Yang ketiga, lanjut Romo Markus, menciptakan dan memastikan lapangan pekerjaan. Survey internasional sering mengidentifikan dan menekankan vunerability atau kerentanan pemuda terhadap kekerasan dan agresivitas-agresivitas destruktif di dalam masyarakat sebagai sesuatu yang kerap berkaitan erat dengan faktor kemiskinan multidimensi dan berujung pada alienasi sosial.
Lalu pada tataran ini, lanjut dia, kaum muda yang hidup teralienasi sangat mudah putus asa, mudah menciptakan musuh-musuh sosial dan mudah pula dimobilisasi untuk gerak dalam gerakan-gerakan massal yang sektarian dan destruktif.
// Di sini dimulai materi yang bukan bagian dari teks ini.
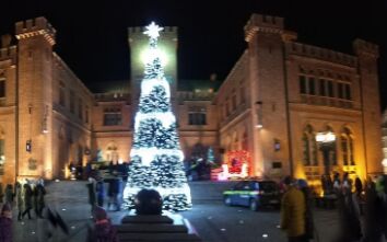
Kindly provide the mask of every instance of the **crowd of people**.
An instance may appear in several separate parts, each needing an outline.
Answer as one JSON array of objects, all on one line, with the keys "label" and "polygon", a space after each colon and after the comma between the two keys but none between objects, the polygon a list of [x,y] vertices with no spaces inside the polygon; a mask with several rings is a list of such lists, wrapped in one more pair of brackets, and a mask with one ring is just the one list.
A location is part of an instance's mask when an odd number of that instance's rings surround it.
[{"label": "crowd of people", "polygon": [[22,221],[25,216],[32,219],[31,210],[35,211],[36,218],[43,218],[45,208],[46,189],[44,181],[16,182],[13,186],[8,184],[0,197],[0,241],[12,241],[12,209],[17,210],[17,221]]},{"label": "crowd of people", "polygon": [[[305,180],[286,176],[281,203],[281,229],[289,242],[319,241],[313,216],[314,196]],[[324,198],[335,199],[339,234],[335,242],[382,242],[387,239],[387,175],[367,178],[363,186],[348,173],[321,177]]]}]

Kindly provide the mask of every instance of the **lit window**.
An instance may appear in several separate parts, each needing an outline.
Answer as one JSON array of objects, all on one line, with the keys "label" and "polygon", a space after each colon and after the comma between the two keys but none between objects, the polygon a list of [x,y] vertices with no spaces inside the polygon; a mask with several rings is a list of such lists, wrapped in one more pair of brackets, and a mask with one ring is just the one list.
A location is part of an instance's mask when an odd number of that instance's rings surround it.
[{"label": "lit window", "polygon": [[89,124],[89,106],[84,108],[84,123]]},{"label": "lit window", "polygon": [[122,114],[120,108],[106,108],[104,111],[104,126],[115,126],[122,124]]},{"label": "lit window", "polygon": [[318,165],[317,142],[310,125],[305,127],[302,141],[304,165]]},{"label": "lit window", "polygon": [[352,100],[352,95],[351,95],[351,85],[350,84],[345,84],[345,100]]},{"label": "lit window", "polygon": [[188,111],[188,125],[207,125],[206,107],[191,106]]},{"label": "lit window", "polygon": [[328,80],[328,96],[329,97],[335,97],[333,93],[333,82]]},{"label": "lit window", "polygon": [[319,87],[319,92],[320,92],[320,95],[321,96],[325,96],[326,95],[326,91],[325,91],[325,80],[324,79],[320,79],[319,80],[319,83],[320,83],[320,87]]},{"label": "lit window", "polygon": [[300,93],[306,94],[306,79],[304,76],[300,76]]},{"label": "lit window", "polygon": [[0,97],[5,97],[5,79],[0,79]]},{"label": "lit window", "polygon": [[75,94],[73,91],[70,91],[70,113],[74,113],[75,110]]},{"label": "lit window", "polygon": [[59,104],[61,106],[66,106],[66,95],[64,95],[64,83],[59,82]]},{"label": "lit window", "polygon": [[308,84],[309,84],[309,94],[310,95],[315,95],[316,94],[316,89],[315,89],[315,78],[309,78],[309,82],[308,82]]},{"label": "lit window", "polygon": [[78,117],[80,119],[82,119],[82,114],[83,114],[82,100],[78,99]]},{"label": "lit window", "polygon": [[349,128],[344,128],[341,134],[341,155],[343,165],[355,165],[353,154],[353,138]]},{"label": "lit window", "polygon": [[0,139],[0,175],[4,174],[5,149],[4,139]]}]

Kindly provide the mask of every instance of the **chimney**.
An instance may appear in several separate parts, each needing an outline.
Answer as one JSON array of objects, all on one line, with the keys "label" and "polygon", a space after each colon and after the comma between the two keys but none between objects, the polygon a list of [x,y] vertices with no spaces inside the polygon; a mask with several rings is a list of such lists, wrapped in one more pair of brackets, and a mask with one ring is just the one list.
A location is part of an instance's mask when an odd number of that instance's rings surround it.
[{"label": "chimney", "polygon": [[12,37],[10,34],[1,35],[1,48],[8,48],[11,45]]}]

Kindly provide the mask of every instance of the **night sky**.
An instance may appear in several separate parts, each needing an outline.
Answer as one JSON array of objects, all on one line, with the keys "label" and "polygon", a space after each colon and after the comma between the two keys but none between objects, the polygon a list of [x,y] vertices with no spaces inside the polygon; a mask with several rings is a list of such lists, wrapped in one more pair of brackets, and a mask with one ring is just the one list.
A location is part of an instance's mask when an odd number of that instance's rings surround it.
[{"label": "night sky", "polygon": [[[359,3],[362,2],[362,3]],[[298,41],[352,54],[360,37],[380,48],[383,107],[387,105],[387,1],[2,1],[0,34],[14,23],[44,15],[57,30],[55,50],[89,87],[128,80],[127,28],[151,21],[179,27],[178,74],[181,80],[222,80],[246,47],[243,26],[251,13],[285,18]]]}]

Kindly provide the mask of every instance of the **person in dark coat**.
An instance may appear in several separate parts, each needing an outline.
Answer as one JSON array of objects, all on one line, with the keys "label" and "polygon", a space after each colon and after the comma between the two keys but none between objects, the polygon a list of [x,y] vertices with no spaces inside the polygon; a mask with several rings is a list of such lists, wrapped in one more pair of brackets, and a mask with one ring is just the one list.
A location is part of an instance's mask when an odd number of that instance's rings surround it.
[{"label": "person in dark coat", "polygon": [[4,204],[1,208],[0,241],[12,242],[12,210],[10,204]]},{"label": "person in dark coat", "polygon": [[368,180],[365,186],[365,218],[362,242],[383,241],[383,224],[387,222],[383,210],[383,200],[376,193],[375,183]]},{"label": "person in dark coat", "polygon": [[23,185],[24,189],[24,211],[22,214],[22,219],[25,215],[28,215],[28,219],[31,219],[31,209],[33,208],[33,191],[31,188],[31,185],[28,183],[25,183]]},{"label": "person in dark coat", "polygon": [[17,221],[22,220],[22,214],[24,211],[23,188],[20,182],[15,184],[15,200],[17,207]]},{"label": "person in dark coat", "polygon": [[107,209],[110,208],[112,204],[115,207],[115,210],[120,210],[120,204],[118,200],[118,195],[120,193],[120,181],[119,177],[112,177],[108,180],[108,189],[107,189],[107,196],[109,197],[109,200],[107,203]]},{"label": "person in dark coat", "polygon": [[359,241],[362,238],[360,209],[354,197],[351,186],[342,187],[338,193],[340,234],[337,242]]},{"label": "person in dark coat", "polygon": [[98,178],[96,185],[95,185],[95,191],[96,191],[96,198],[97,198],[97,205],[99,207],[104,207],[104,199],[105,199],[105,184],[103,178]]},{"label": "person in dark coat", "polygon": [[34,195],[35,195],[35,211],[36,216],[39,218],[43,218],[43,209],[45,208],[45,195],[46,195],[46,189],[43,185],[43,180],[39,180],[37,185],[35,186],[34,189]]},{"label": "person in dark coat", "polygon": [[118,242],[116,229],[107,218],[106,210],[95,206],[94,227],[89,228],[87,242]]},{"label": "person in dark coat", "polygon": [[304,194],[305,198],[305,234],[304,241],[310,241],[314,239],[314,220],[312,214],[312,195],[308,184],[305,180],[297,180],[297,187]]},{"label": "person in dark coat", "polygon": [[87,192],[89,192],[89,204],[91,205],[91,212],[93,214],[94,206],[96,203],[95,196],[95,178],[89,177],[89,183],[86,184]]},{"label": "person in dark coat", "polygon": [[12,207],[12,203],[13,203],[13,186],[11,184],[8,184],[5,186],[5,199],[4,199],[4,204],[9,204]]}]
Berhadapan dengan krisis sosial pada kaum muda di atas solusi yang lazim dilakukan adalah membuka lahan pendidikan seluas-luasnya bagi anak-anak dan pemuda, membuka lapangan kerja dan pelatihan-pelatihan skill, dan mereka kaum muda yang memiliki kesempatan untuk mendapatkan pendidikan yang lebih tinggi diajak untuk menggunakan waktu sebaik-baiknya untuk memperkaya diri dengan berbagai ilmu pengetahuan dan melawan segala bentuk indoktrinasi.
Catatan terakhir
Terakhir, Romo Markus mengingatkan kaum muda untuk menanamkan rasa terima kasih di dalam diri bahwa kita boleh memiliki Indonesia sebagai bangsa.
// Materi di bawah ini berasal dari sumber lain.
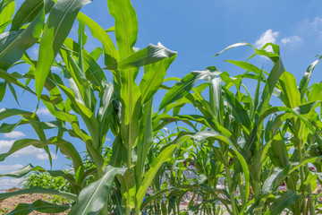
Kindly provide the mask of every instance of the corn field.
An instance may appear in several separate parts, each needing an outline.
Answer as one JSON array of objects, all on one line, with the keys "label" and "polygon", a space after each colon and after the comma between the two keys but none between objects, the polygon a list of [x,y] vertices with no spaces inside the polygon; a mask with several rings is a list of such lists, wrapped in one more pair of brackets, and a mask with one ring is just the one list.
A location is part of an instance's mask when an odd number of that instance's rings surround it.
[{"label": "corn field", "polygon": [[[29,164],[0,175],[46,172],[70,187],[0,194],[0,200],[51,194],[72,202],[36,201],[8,214],[322,214],[322,83],[309,84],[322,56],[299,86],[273,43],[260,49],[236,43],[216,54],[236,47],[253,52],[246,61],[227,60],[243,71],[234,76],[209,66],[182,79],[165,78],[177,53],[161,43],[134,48],[138,20],[130,0],[107,0],[114,19],[107,30],[80,12],[89,3],[25,0],[14,13],[14,1],[0,0],[0,100],[10,94],[19,102],[15,91],[22,90],[55,117],[41,121],[37,108],[18,105],[1,109],[0,120],[19,120],[1,122],[0,133],[28,125],[38,138],[15,141],[0,154],[0,164],[30,145],[44,149],[50,162],[54,145],[72,163],[69,172]],[[68,37],[74,23],[77,40]],[[84,48],[85,31],[101,43],[92,52]],[[35,46],[37,60],[26,52]],[[269,59],[269,71],[250,63],[256,56]],[[8,72],[21,64],[25,71]],[[159,91],[165,95],[156,100]],[[107,133],[114,137],[108,153]],[[66,136],[81,142],[91,166]]]}]

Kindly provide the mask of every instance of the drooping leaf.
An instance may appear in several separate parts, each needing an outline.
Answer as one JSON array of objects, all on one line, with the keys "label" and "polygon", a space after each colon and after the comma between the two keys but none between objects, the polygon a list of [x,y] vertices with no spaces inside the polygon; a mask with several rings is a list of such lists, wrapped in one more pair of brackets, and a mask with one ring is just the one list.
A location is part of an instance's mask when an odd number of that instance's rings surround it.
[{"label": "drooping leaf", "polygon": [[114,176],[117,174],[124,174],[125,170],[126,168],[107,166],[105,168],[104,176],[100,179],[81,190],[76,204],[72,207],[70,214],[98,214],[106,203],[106,200],[110,194]]},{"label": "drooping leaf", "polygon": [[0,67],[7,70],[23,56],[40,37],[45,22],[43,8],[25,30],[8,31],[0,35]]},{"label": "drooping leaf", "polygon": [[38,99],[55,57],[70,32],[79,11],[90,2],[91,0],[57,0],[51,9],[41,38],[36,68],[36,92]]},{"label": "drooping leaf", "polygon": [[8,214],[10,215],[30,214],[34,211],[43,213],[60,213],[67,211],[70,208],[71,206],[66,204],[63,204],[63,205],[52,204],[43,202],[41,200],[37,200],[36,202],[30,204],[20,203],[13,211],[9,212]]}]

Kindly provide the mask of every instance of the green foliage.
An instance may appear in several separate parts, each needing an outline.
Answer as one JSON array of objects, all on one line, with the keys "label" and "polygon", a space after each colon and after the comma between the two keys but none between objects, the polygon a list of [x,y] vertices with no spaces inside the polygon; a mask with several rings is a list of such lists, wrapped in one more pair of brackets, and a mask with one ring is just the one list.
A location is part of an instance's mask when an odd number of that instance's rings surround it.
[{"label": "green foliage", "polygon": [[23,189],[40,186],[65,192],[71,190],[66,179],[62,176],[54,177],[48,173],[33,172],[25,176],[21,184]]},{"label": "green foliage", "polygon": [[[300,86],[284,67],[279,47],[271,43],[261,49],[238,43],[216,55],[235,47],[250,47],[254,54],[246,61],[227,61],[244,70],[241,74],[231,76],[209,66],[182,79],[165,80],[176,53],[161,44],[134,50],[139,28],[131,1],[107,0],[114,27],[106,31],[79,12],[89,2],[26,0],[13,14],[14,1],[0,1],[0,100],[8,86],[18,102],[18,87],[35,96],[55,118],[41,122],[36,113],[1,109],[0,120],[21,117],[15,124],[2,124],[1,133],[30,125],[38,138],[15,141],[0,154],[0,161],[33,145],[45,149],[51,162],[48,145],[55,145],[72,162],[70,172],[30,164],[0,175],[27,175],[23,190],[0,194],[0,200],[38,193],[71,201],[60,205],[63,201],[54,197],[54,204],[19,204],[12,213],[60,212],[72,207],[71,214],[219,214],[219,202],[233,215],[320,212],[319,196],[313,191],[322,183],[318,110],[322,85],[309,86],[320,56]],[[73,41],[68,34],[76,20],[79,37]],[[84,48],[86,26],[102,43],[91,53]],[[107,34],[111,30],[115,39]],[[35,61],[26,50],[37,42],[40,47]],[[268,46],[272,52],[267,51]],[[103,65],[97,63],[102,54]],[[61,62],[55,60],[57,55]],[[251,64],[256,56],[271,60],[270,72]],[[29,68],[24,74],[7,71],[18,64]],[[54,72],[53,66],[60,71]],[[113,75],[112,82],[106,73]],[[31,80],[35,86],[29,87]],[[249,80],[257,82],[254,91],[246,86]],[[178,82],[166,87],[166,81]],[[167,92],[154,112],[153,98],[159,90]],[[272,97],[283,105],[272,104]],[[196,111],[183,114],[186,105]],[[179,126],[182,123],[186,126]],[[173,133],[161,131],[167,125],[176,126]],[[58,132],[47,137],[44,130],[48,129]],[[111,149],[105,147],[108,133],[114,136]],[[73,142],[64,139],[67,135],[84,144],[84,159]],[[189,179],[188,173],[195,176]],[[287,191],[280,190],[281,185]],[[187,195],[187,209],[182,209]]]}]

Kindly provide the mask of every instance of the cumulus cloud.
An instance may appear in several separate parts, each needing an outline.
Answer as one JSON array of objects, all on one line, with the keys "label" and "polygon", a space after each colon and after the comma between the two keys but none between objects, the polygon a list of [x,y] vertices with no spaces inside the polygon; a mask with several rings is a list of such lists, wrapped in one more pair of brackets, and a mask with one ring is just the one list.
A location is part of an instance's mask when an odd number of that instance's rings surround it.
[{"label": "cumulus cloud", "polygon": [[4,133],[4,137],[10,138],[10,139],[19,139],[23,136],[25,136],[25,134],[23,133],[18,132],[18,131],[13,131],[11,133]]},{"label": "cumulus cloud", "polygon": [[295,46],[296,44],[300,43],[302,41],[302,39],[300,38],[299,36],[292,36],[290,38],[284,38],[281,39],[281,42],[284,45],[289,45],[289,46]]},{"label": "cumulus cloud", "polygon": [[44,115],[44,116],[50,116],[51,115],[49,110],[46,107],[39,108],[36,111],[36,114],[37,115]]},{"label": "cumulus cloud", "polygon": [[[255,46],[258,48],[262,48],[263,46],[268,42],[271,43],[275,43],[276,42],[276,39],[279,35],[278,31],[273,31],[272,30],[267,30],[267,31],[265,31],[260,38],[255,42]],[[267,47],[266,48],[267,51],[270,51],[272,52],[272,47]]]},{"label": "cumulus cloud", "polygon": [[[0,140],[0,154],[8,152],[8,150],[10,150],[10,148],[12,147],[13,142],[14,142],[14,140],[13,140],[13,141]],[[22,155],[33,155],[33,156],[36,156],[36,158],[38,159],[48,159],[48,155],[45,150],[38,149],[34,146],[27,146],[27,147],[14,152],[11,156],[17,158],[17,157],[20,157]],[[51,155],[52,155],[53,159],[57,159],[57,156],[55,154],[54,154],[53,152],[51,152]]]},{"label": "cumulus cloud", "polygon": [[21,164],[1,165],[0,171],[1,172],[9,172],[9,171],[14,171],[14,170],[20,169],[21,168],[23,168],[23,166]]},{"label": "cumulus cloud", "polygon": [[318,27],[322,26],[322,18],[318,16],[314,18],[312,22],[306,20],[306,22],[309,22],[309,25],[310,27],[313,27],[314,29],[318,29]]},{"label": "cumulus cloud", "polygon": [[18,185],[22,181],[22,178],[10,178],[10,179],[2,179],[0,180],[0,189],[8,189],[13,186],[18,186]]}]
Indonesia, tandas Romo Markus, adalah hadiah dari Tuhan yang luar biasa. Negara yang indah dan luas kaya manusia dan budaya. Kaya kandungan alam, kaya suku dan agama, kita semua harus menanamkan rasa syukur kepada pemberi hadiah. Kepada Tuhan dan kepada mereka yang yang sudah berjuang sebelum kita.
“Karena hemat saya, rasa terima kasih adalah awal dan dasar dari komitmen yang lebih besar untuk menjaga dan merawat bangsa Indonesia yang paling urgent dan paking mendesak saat ini tentu saja yang sudah ditekankan sejak lama, merawat dan menjaga 4 pilar bangsa Indonesia. Dan, saya yakin PMKRI, anak-anak muda memiliki kompetensi dan kapasitas yang luar biasa untuk membentuk berbagai jaringan baik selevel maupun yang ke bawah atau pun yang ke atas untuk bersama-sama menjaga bangsa Indonesia,” katanya.